Düşündüğümüz gibi oluyor. Sınır geçişimiz kolay olmuyor. Hırvat görevli epey soru soruyor bizlere. Kaç paramızın olduğuna kadar soru alıyoruz. Hatta paramızı göstermemiz bile isteniyor. Allah’tan şoförümüz dün ve bugün bizimleydi. Programımızı ve turist oluşumuzu bizden daha iyi anlatıyor. Hangi iltica niyetli insan, böyle bir gezi yapar ki?

Neyse artık Hırvatistan’dayız. Harika manzaralar eşliğinde yolumuza devam ediyoruz. Bir süre sonra rüya şehir Dubrovnik görünüyor. Yol kenarında seyir noktalarından birinde şehri fotoğraflıyoruz.

Ve artık Dubrovnik zamanı. Arabamızı şehrin merkezinde otoparka bırakıp eski şehre doğru yürüyoruz.
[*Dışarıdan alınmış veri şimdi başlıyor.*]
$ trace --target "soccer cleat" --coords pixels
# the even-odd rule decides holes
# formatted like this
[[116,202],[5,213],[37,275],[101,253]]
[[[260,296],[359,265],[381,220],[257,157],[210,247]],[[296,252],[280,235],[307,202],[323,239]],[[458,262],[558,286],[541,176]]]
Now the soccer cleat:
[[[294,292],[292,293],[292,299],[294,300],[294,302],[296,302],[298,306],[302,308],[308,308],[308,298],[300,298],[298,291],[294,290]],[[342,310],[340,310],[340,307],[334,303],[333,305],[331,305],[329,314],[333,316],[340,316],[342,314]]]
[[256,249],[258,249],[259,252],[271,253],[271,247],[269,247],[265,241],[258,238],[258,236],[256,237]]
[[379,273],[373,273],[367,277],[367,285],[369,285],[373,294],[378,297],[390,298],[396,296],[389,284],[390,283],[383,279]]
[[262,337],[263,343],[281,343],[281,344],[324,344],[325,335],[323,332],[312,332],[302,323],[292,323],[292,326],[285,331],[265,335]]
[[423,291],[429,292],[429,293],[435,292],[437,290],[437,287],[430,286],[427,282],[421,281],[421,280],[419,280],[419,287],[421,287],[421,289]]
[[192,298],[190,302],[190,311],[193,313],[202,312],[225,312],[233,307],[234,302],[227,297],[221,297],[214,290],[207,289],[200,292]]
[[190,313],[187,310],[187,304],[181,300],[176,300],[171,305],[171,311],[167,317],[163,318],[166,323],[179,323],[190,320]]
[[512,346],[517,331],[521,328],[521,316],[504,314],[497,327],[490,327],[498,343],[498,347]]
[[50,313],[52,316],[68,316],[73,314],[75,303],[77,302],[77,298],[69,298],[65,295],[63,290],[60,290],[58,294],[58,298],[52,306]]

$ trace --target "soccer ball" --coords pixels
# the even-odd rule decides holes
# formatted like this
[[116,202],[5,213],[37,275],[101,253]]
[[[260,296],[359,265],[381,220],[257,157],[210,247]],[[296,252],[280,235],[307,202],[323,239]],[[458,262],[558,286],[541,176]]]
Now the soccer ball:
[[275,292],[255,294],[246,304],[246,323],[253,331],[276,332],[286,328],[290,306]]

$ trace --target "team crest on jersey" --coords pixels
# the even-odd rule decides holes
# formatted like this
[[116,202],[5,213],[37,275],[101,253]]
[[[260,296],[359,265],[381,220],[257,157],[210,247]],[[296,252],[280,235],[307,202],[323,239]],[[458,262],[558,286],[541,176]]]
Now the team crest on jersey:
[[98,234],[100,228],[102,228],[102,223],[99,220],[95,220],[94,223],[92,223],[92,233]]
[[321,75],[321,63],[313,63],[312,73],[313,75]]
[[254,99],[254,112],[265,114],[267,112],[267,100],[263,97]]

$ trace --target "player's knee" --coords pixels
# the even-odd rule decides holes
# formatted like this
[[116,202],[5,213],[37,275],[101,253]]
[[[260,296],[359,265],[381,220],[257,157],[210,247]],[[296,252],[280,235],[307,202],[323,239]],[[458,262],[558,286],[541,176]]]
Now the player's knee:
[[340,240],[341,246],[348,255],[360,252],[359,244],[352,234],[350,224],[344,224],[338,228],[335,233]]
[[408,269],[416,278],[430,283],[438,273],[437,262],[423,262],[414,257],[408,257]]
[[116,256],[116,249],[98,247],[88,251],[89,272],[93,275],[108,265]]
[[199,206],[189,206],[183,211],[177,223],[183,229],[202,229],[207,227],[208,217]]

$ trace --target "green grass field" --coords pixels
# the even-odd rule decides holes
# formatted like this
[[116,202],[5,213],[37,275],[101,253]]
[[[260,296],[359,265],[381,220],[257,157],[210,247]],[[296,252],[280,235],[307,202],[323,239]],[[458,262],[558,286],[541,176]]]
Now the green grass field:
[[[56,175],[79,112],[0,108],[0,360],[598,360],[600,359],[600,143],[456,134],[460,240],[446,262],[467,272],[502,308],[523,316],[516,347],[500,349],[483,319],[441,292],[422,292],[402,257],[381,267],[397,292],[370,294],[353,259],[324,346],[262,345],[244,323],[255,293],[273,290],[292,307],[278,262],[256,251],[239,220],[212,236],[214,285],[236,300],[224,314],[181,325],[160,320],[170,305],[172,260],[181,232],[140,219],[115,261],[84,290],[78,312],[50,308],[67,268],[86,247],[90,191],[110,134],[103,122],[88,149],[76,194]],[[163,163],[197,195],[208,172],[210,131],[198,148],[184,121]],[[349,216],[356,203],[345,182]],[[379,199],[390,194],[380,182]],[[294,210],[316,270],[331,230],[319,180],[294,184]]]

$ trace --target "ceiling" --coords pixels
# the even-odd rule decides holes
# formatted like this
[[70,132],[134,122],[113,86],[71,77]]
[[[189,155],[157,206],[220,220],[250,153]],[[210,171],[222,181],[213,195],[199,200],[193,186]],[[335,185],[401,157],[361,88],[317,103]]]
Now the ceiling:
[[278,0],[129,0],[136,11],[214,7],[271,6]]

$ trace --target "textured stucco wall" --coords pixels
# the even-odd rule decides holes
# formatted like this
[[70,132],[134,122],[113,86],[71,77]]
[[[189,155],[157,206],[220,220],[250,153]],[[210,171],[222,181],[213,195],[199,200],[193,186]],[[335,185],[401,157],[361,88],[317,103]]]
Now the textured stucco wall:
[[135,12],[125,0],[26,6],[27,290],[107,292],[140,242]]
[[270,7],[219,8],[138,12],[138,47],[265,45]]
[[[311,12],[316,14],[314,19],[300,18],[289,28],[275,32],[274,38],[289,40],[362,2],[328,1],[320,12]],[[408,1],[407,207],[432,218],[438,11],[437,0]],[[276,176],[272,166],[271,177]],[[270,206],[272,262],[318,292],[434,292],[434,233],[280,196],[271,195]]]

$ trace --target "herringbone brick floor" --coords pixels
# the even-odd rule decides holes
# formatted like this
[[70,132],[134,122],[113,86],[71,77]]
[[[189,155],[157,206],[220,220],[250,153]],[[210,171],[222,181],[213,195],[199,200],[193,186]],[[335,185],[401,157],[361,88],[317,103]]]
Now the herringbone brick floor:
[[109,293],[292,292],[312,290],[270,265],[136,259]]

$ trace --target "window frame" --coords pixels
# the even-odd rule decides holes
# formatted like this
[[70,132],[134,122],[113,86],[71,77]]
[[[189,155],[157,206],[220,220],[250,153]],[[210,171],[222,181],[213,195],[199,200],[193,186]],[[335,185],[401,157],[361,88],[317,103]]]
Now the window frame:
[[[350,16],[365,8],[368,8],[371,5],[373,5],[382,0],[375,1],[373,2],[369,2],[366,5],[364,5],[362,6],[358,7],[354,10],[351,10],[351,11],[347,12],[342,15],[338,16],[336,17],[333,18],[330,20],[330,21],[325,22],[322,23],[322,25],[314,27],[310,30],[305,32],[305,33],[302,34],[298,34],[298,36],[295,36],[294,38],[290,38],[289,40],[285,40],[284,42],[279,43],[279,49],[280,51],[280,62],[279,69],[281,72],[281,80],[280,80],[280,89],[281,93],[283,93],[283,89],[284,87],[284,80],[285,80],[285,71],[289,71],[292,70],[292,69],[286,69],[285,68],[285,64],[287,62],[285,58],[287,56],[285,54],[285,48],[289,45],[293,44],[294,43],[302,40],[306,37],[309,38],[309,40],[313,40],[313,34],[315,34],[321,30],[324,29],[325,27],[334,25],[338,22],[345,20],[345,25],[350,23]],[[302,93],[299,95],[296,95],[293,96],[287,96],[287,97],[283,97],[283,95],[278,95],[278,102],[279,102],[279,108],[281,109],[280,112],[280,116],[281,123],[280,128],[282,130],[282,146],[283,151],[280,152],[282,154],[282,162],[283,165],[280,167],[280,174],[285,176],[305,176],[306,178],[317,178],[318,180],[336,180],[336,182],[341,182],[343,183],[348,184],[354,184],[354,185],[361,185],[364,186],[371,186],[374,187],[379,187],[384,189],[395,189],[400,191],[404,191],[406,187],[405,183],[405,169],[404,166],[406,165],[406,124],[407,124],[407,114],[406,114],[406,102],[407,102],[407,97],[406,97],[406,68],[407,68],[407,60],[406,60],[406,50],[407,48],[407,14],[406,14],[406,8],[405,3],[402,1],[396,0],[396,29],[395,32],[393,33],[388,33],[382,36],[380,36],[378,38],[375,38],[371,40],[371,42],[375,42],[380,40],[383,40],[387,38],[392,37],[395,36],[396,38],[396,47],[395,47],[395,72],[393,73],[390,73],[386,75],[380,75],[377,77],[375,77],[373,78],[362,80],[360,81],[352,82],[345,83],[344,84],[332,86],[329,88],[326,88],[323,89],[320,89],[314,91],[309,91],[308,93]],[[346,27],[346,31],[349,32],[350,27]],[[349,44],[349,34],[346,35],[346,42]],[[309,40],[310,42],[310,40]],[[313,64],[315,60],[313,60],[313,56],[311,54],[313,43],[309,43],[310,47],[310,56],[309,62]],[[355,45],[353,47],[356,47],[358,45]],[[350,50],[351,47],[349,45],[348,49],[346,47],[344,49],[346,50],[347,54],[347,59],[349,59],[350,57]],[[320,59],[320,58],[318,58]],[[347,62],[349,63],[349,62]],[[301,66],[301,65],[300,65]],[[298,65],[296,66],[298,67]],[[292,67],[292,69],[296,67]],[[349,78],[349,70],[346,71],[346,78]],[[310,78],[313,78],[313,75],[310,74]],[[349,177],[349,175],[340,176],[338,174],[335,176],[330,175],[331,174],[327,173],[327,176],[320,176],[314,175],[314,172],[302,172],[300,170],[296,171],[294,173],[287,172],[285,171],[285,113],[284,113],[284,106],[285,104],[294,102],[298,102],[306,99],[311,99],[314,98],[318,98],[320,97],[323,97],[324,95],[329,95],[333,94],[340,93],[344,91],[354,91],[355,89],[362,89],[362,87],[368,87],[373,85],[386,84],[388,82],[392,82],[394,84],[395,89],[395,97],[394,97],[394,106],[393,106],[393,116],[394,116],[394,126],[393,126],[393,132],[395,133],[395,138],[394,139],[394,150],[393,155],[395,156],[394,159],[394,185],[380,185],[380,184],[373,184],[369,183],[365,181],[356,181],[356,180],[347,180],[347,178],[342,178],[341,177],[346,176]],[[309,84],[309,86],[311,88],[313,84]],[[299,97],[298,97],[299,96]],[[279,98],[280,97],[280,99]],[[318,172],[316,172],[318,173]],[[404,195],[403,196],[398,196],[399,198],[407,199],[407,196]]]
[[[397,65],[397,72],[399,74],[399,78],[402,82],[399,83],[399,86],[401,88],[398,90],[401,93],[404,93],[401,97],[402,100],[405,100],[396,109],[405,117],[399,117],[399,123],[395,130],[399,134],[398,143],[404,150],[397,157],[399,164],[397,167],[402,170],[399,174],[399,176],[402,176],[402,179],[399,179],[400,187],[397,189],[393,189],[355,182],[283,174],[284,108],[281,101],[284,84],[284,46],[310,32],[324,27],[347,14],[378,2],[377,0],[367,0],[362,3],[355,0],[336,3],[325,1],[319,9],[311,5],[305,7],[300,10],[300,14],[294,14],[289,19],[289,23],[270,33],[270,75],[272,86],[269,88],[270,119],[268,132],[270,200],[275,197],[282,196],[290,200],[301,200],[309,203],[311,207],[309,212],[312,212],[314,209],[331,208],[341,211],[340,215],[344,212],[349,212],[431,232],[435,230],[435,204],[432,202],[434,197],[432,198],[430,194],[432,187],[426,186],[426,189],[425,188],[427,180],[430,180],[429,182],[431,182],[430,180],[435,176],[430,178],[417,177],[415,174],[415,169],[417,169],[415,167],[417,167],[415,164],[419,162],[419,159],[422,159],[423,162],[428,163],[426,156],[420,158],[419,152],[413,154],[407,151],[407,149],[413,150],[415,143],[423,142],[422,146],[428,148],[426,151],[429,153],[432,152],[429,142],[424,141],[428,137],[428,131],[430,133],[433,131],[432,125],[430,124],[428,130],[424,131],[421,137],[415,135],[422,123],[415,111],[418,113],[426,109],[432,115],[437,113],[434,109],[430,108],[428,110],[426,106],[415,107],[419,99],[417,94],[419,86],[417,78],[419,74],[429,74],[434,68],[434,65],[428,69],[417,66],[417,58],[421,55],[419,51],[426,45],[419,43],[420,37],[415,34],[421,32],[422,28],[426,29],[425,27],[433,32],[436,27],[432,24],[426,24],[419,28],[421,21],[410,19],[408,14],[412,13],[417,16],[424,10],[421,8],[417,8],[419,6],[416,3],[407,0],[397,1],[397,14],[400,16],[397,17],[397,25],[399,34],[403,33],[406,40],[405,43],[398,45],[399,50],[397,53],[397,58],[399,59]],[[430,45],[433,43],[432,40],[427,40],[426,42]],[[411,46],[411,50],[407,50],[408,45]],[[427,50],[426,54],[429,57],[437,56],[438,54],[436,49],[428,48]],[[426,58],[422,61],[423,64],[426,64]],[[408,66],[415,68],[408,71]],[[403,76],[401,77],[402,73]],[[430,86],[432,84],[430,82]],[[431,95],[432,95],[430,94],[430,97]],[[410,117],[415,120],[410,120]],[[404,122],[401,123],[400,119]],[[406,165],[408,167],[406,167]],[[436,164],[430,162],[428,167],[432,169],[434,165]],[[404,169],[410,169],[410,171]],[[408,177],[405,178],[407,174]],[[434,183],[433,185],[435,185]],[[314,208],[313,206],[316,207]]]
Pile kapısından şehre giriyoruz. Karşımıza Onofrio çeşmelerinden (büyük ve küçük) büyüğü çıkıyor. Dubrovnik’in ilk su tesisatını yapan Onofrio della Cava adına yapılmış olan Büyük Onofrio Çeşmesi  15. yüzyılın ortalarında yapılmış. 1438 – 1444 yılları arasında İtalyan hidrolik mühendisi Onofrio della Cava ve mimar Pietro di Martino tarafından Dubrovnik Irmağı’ndan şehre temiz su getirilmesi amacıyla inşa edilmiş.  Veba salgını günlerinde, bir önlem olarak şehir merkezine girmek isteyenlerin öncelikle bu çeşmelerin soğuk sularında yıkanmaları şart koşulduğundan, çeşmeler tarih boyunca bir anlamda şehrin koruyuculuğunu üstlenen iki muhafız görevi görmüş.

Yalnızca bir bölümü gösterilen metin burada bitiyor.